Dipper grins, blinking after her fading taillights.

Yeah. Not a bad night.

He's jostled out of his appreciation as Mabel mercilessly shoves his shoulder. "Pffffttt," she guffaws, which is a really backwoods-sounding word to describe really obnoxious laughter, but in her case it's totally apt. "Movies? Fo reel? 20th Century shill much? I for one say we outta harken back to a simpler time, and stone Robbie's body with these biblically jagged rocks like our pioneer forefathers would!"

"Ya mean the ones you gave calculators to?" Dipper dryly replies.

"Hahaha!" Mabel nervously chuckles. "Zinger!"

Dipper pinches the bridge of his nose. "Mabel, look. It's been a long night. Can we deal with everything that happened tomorrow?"

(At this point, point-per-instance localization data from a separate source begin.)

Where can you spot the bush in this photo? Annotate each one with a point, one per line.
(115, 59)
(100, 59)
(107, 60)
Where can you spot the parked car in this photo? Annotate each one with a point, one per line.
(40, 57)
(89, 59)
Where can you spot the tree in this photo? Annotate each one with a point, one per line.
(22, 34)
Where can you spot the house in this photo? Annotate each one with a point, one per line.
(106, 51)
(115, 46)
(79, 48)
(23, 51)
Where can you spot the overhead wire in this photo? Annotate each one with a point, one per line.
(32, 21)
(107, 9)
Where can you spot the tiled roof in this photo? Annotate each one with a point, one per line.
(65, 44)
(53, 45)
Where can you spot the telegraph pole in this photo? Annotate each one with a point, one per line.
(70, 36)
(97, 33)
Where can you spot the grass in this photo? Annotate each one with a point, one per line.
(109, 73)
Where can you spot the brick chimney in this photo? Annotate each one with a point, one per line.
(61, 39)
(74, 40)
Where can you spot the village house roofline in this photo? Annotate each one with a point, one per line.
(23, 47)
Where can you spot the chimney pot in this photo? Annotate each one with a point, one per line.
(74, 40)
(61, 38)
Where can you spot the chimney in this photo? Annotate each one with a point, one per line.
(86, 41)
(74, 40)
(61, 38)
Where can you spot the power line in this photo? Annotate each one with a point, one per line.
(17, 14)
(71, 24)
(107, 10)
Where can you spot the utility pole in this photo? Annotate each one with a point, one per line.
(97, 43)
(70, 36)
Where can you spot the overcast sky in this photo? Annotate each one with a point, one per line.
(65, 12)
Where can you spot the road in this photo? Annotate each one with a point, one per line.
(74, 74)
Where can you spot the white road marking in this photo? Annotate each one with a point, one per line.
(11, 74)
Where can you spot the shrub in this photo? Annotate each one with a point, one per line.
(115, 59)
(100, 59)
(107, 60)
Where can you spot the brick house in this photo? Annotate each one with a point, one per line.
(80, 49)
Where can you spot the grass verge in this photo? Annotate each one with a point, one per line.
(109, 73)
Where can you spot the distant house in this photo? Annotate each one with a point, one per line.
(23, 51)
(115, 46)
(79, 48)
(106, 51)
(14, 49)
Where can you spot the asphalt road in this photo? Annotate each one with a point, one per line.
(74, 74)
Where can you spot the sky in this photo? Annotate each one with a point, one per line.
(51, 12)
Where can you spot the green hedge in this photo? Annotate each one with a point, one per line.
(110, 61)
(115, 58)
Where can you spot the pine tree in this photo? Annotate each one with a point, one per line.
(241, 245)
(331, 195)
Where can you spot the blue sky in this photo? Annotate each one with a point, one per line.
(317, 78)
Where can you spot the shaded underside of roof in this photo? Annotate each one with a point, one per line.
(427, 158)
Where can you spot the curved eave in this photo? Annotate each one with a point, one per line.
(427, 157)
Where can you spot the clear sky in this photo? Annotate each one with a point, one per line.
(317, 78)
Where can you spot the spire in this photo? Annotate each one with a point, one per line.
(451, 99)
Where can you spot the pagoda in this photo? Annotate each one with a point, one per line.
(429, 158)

Mabel's face is a mix of worry and hurt but she ultimately nods, before tentatively holding up the crystal flashlight. "Does that include this?"

Oh. That's right. She promised to restore his height once she got Waddles back.

Dipper stares, pain and desire grappling for dominance on his face, before he instinctively snatches the flashlight and smashes it against the forest floor.

A cautious smile is Mabel's light house. A tired half-smile is Dipper's own light signal back.

And then Waddlezilla trundles up, deforesting his pathway before imprinting his giant butt onto the landscape. His breath beats against their bodies like a building-sized bellows.

The kids stare.

"We destroyed it just in time," whisper-screams Mabel, gripping Dipper's shoulder in joy.